I have deployed the function successfully to Azure from VS code and tested it successfully with the smaller .xlsb file. However when I try with the larger file, nothing happens, not even a failed invocation. I assume it times out, but I never see a failed invocation, can anyone explain why?Image is azure function invocations, showing 4 success and 0 failures in last 30 days

2

Answers


  1. Chosen as BEST ANSWER

    This is not really an answer, but after 32mins and using a 70,000+ KB file, I have received a failed invocation. The error was a timeout, here is the message: "Timeout value of 00:30:00 exceeded by function 'Functions.blob_trigger'. Initiating cancellation."


  2. The issue could be due to size of the .xlsb file.

    • Check if the file is available in raw/output folder in the container.
    • Validate the storage connection string using in the function app, upload the file again to the container and wait for some time to reflect the error details under function invocations.

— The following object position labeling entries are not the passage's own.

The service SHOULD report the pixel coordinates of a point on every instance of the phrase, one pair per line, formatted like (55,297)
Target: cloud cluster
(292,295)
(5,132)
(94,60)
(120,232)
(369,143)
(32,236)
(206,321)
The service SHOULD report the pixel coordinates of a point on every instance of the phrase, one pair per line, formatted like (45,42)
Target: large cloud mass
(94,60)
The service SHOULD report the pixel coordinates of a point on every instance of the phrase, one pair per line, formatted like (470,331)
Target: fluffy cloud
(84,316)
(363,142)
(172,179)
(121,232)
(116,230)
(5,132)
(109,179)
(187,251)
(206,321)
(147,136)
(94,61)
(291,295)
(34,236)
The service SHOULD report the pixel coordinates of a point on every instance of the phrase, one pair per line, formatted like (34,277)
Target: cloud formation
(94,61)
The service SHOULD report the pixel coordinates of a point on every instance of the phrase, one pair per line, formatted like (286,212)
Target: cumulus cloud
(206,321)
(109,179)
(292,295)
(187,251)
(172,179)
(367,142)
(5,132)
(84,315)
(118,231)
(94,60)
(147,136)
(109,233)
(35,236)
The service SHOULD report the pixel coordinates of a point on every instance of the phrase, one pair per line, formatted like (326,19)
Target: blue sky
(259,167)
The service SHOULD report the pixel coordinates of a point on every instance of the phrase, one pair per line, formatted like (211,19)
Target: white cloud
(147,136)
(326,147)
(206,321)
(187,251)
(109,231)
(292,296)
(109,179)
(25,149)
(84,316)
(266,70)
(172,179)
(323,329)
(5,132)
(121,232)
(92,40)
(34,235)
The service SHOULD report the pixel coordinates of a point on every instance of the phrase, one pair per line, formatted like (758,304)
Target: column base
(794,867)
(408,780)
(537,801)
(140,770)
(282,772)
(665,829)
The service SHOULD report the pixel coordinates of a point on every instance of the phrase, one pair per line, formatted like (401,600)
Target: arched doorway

    I have tried the same in my environment with your code:

    blob_service_client = BlobServiceClient.from_connection_string(connectionString)
        container_client = blob_service_client.get_container_client(containerName)
    
        input_data = myblob.read()
        df = pd.read_excel(BytesIO(input_data), engine="pyxlsb")
    
        output_data = BytesIO()
        df.to_excel(output_data, index=False)
        output_data.seek(0)
    
        blob_client = container_client.get_blob_client(output_blobname)
        blob_client.upload_blob(output_data, overwrite=True)
    
        logging.info(f"Processed and uploaded blob: {output_blobname}")
    
    • Initially, uploaded .xslb with 8.55 KB and able to trigger the function.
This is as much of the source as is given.